11.1. Governing Law and Jurisdiction

This Agreement shall be governed by and construed in accordance with the laws of Spain, without regard to its conflict of laws principles. The parties agree that the courts located in Barcelona, Spain will have exclusive jurisdiction to adjudicate any dispute arising out of or relating to this Agreement.

11.2. Dispute Resolution

The parties agree to first attempt to resolve any dispute, claim, or controversy arising out of or relating to this Agreement by good-faith negotiation. If the parties are unable to resolve the dispute through negotiation within thirty (30) days, the dispute shall be resolved by binding arbitration.

11.3. Notices

All notices under this Agreement will be in writing and will be deemed to have been duly given when received, if personally delivered; when receipt is electronically confirmed, if transmitted by email; the day after it is sent, if sent for next day delivery by recognized overnight delivery service.

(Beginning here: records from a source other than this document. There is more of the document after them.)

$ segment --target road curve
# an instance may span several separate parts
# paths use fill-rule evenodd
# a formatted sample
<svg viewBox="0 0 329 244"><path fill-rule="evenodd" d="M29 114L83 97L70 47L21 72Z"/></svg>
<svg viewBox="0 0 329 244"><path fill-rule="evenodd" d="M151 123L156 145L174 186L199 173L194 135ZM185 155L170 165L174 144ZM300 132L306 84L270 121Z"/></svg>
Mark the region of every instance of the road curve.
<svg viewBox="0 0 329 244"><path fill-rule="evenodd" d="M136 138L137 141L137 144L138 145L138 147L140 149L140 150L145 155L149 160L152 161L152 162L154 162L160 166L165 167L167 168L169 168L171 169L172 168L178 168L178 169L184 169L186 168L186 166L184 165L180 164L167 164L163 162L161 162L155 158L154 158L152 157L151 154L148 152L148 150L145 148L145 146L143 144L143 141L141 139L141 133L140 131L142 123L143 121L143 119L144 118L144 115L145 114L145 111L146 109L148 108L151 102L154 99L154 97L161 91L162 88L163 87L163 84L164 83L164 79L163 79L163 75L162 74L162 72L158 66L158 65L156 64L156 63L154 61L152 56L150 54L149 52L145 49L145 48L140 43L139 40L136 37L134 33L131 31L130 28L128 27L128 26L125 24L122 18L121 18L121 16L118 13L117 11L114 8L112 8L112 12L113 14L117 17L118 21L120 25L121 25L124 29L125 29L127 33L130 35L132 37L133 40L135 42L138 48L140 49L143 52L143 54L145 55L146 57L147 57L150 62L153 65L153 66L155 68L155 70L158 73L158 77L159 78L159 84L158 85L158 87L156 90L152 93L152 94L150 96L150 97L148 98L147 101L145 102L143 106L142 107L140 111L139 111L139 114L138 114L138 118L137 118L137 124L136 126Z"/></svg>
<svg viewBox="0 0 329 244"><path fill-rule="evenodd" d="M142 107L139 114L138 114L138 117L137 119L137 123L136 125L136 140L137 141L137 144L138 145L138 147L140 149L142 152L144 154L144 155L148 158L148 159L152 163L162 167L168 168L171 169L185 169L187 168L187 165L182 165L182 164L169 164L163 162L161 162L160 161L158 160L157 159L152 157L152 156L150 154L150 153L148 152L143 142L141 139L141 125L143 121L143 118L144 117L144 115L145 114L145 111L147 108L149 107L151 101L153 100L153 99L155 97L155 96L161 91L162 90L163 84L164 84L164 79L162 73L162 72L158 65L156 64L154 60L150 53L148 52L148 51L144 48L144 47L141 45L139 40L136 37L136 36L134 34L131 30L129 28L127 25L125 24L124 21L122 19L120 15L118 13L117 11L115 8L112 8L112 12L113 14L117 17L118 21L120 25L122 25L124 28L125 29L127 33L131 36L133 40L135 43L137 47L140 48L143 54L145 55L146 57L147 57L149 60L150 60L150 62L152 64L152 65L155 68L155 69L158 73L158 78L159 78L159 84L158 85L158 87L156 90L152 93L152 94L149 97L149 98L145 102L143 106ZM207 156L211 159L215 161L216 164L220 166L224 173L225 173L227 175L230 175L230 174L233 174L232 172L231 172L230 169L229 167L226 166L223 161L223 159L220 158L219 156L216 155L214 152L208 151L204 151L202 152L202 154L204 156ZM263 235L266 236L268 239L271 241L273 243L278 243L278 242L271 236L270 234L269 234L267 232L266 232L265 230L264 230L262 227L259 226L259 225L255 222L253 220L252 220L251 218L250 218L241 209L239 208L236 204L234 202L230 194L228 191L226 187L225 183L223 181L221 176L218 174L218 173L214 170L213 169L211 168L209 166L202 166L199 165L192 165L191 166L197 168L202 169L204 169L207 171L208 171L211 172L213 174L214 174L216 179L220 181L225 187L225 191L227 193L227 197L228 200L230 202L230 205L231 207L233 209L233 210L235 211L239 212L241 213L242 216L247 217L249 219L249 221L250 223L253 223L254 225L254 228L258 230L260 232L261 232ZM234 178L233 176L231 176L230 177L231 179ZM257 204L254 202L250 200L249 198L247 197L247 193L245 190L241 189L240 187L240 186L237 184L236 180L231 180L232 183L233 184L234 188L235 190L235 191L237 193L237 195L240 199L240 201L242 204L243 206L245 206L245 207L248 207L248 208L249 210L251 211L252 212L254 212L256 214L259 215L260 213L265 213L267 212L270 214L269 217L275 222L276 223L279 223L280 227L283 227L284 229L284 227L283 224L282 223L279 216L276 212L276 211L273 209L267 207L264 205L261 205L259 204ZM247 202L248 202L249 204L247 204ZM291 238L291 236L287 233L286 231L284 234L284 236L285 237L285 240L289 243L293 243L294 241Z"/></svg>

11.4. Entire Agreement and Order of Precedence

This Agreement, including all exhibits and addenda hereto and all Order Forms and Subscription Plans, constitutes the entire agreement between the parties and supersedes all prior and contemporaneous agreements. In the event of any conflict or inconsistency among the documents, the order of precedence shall be: (1) the applicable Order Form, (2) this Agreement, and (3) the Documentation.

11.5. Miscellaneous

This Agreement may not be assigned by either party without the prior written consent of the other party, except in connection with a merger, acquisition, or sale of all or substantially all of its assets. If any provision of this Agreement is held to be contrary to law, the provision will be deemed null and void, and the remaining provisions will remain in effect. Neither party will be liable for any failure or delay in performance due to a Force Majeure event.